When this root first appeared in The Etymologies (Ety/PHAY), it was glossed “radiate, send out rays of light” and its derivatives were consistent with this definition, most notably in N. Feanor “Radiant Sun”. In later writings, this root was instead glossed “spirit” (PM/352), which is the connotation of most of its later derivatives. For example, the later meaning of S. Fëanor was changed to “Spirit of Fire”.
The earlier sense “radiate” probably also survived in Tolkien’s later conception, however. On MR/250, the word Q. fairë “spirit” is said to originally have had the sense “radiance”, which is precisely the meaning that ᴹQ. faire had in The Etymologies. There is also a primitive monosyllable ✶phāy “flame, ray of light” in the Outline of Phonology from the early 1950s (OP2: PE19/102). If the root meaning “radiate” remains valid, then the word S. ✱fael “gleam of the sun”, an element of S. Faelivrin “gleam of the sun on the pools of Ivrin” (the second name of Finduilas), might be a derivative of this root.
The most notable function of this root was as the basis for the Quenya genitive suffix -o. The introduction of this root seems to predate the later iteration of this form of the Quenya genitive, with the root first appearing in The Etymologies of the 1930s as ᴹ√ƷŌ̆ where it served as the basis for the prepositions ᴹQ. ho/N. o “from” as well as an “old partitive” ᴹQ. -on (Ety/ƷŌ̆). In 1930s the usual Quenya genitive suffix was ᴹQ. -(e)n as in ᴹQ. Nyarna Valinóren “Annals of Valinor” (LR/202). However, the genitive suffix was often -o in earlier iterations of Quenya, and even in the 1930s it was a feature of the genitive plural, as in ᴹQ. ar antaróta mannar Valion “and he gave it into the hands of the Lords (Vali-on)” (LR/72).
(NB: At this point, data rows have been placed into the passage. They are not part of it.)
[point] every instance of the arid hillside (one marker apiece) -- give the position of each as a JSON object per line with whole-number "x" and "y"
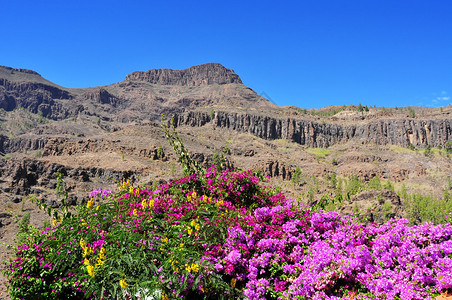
{"x": 97, "y": 137}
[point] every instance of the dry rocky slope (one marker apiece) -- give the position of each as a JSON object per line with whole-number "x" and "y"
{"x": 98, "y": 136}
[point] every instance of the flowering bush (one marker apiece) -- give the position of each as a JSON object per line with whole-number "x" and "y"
{"x": 226, "y": 235}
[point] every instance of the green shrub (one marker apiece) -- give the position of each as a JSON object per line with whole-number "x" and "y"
{"x": 375, "y": 184}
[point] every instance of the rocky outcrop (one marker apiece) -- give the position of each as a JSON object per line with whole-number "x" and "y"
{"x": 211, "y": 73}
{"x": 102, "y": 96}
{"x": 63, "y": 146}
{"x": 13, "y": 70}
{"x": 274, "y": 168}
{"x": 21, "y": 144}
{"x": 401, "y": 132}
{"x": 36, "y": 97}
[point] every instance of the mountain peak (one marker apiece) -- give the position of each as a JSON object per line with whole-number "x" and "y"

After the conceptual shift of the primitive velar spirant from ʒ to h, this root became √HO (WJ/361), and Tolkien discussed its function at length in the Quendi and Eldar essay of 1959-60. He said it “was evidently an ancient adverbial element, occurring principally as a proclitic or enclitic: proclitic, as a prefix to verb stems; and enclitic, as attached to noun stems” (WJ/368). As proclitic it formed the verbal prefix Q. hó- “away, from, from among”, as an enclitic it formed the basis of the noun inflectional suffix -o used for genitives in Quenya of the 1950s and 60s. Its role in Sindarin is less clear, given Tolkien’s later vacillations on whether or not suffixal genitives were even a part of Sindarin.